While trying to insure any item can accumulate to a large sum of unnecessary costs, it is very reasonable to insure things that you crucially need and cannot afford to replace. Yes, your home. Anything from a fire to a natural disaster can put you into big financial trouble – especially given that your mortgage provider might not really care why you forgot to turn the stove off.

It’s a good idea to shop around for a suitable insurance for your most expensive and important belongings. But make sure to do your research and compare different options before making a choice, as this will help you find the cheapest deal that satisfies your needs as well as a company you can trust.

Hoarding things that you don’t need

Yes, we’re talking about all the things you ambitiously buy and then never use – if you’re a spontaneous shopper, you probably know this all too well. You walk by, see something that captures your attention, and tell yourself that it’s worth buying. Then you bring it home, never use it, and tell yourself that it’s still worth keeping because it was expensive and one day you might need it – be it a too-small pair of jeans or the sports equipment that you bought when it was sunny and you were feeling ambitious.

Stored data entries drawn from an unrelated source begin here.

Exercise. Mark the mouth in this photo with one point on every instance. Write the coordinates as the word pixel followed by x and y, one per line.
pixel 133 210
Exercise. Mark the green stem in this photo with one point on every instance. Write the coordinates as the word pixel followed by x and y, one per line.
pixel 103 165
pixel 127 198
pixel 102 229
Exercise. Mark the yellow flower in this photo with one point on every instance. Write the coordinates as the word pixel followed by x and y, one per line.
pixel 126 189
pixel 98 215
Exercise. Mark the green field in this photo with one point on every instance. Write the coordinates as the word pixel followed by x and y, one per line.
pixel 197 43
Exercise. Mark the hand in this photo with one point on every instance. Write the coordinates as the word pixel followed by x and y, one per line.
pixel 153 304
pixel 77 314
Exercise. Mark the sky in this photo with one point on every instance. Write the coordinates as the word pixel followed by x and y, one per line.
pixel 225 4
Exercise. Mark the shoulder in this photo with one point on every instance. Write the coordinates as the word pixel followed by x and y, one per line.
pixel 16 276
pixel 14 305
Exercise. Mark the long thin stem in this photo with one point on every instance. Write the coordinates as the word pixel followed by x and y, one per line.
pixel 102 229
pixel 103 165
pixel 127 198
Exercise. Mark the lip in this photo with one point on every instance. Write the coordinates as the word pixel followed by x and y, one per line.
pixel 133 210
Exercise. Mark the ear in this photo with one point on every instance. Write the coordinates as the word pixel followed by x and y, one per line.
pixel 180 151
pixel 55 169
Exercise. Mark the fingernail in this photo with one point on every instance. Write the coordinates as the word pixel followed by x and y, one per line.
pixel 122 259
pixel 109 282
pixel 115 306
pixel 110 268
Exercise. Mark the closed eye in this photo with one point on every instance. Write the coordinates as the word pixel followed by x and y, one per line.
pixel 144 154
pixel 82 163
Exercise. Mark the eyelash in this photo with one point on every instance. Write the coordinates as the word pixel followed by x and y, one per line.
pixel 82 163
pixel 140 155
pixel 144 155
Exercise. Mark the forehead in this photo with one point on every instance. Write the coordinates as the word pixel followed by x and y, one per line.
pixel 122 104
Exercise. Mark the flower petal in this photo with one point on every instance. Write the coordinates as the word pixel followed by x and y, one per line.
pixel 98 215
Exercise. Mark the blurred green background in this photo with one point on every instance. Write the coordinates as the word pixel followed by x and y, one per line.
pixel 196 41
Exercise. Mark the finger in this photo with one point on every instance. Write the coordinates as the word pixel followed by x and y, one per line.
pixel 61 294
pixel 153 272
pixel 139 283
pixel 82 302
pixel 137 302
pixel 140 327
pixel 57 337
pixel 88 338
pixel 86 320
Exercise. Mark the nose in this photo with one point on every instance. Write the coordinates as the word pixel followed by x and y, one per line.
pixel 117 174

The ideal solution to this habit is to stop doing it – if that’s what you aim for, it might help to make shopping lists, and wait a day or two revising them before deciding what you need to buy. But if a wild shopping spree is something you can’t live without, make sure you keep your receipts so that you can return the items that you end up not using. For older items that you don’t use, the best solution is to sell them or give them away to friends or a charity shop – it’s best to get rid of them earlier than later, as most things lose value over time. Decluttering your house will also help you stay organised and make everyday chores easier. And if it seems overwhelming, you can break it into manageable steps – for example, by selling one item each week.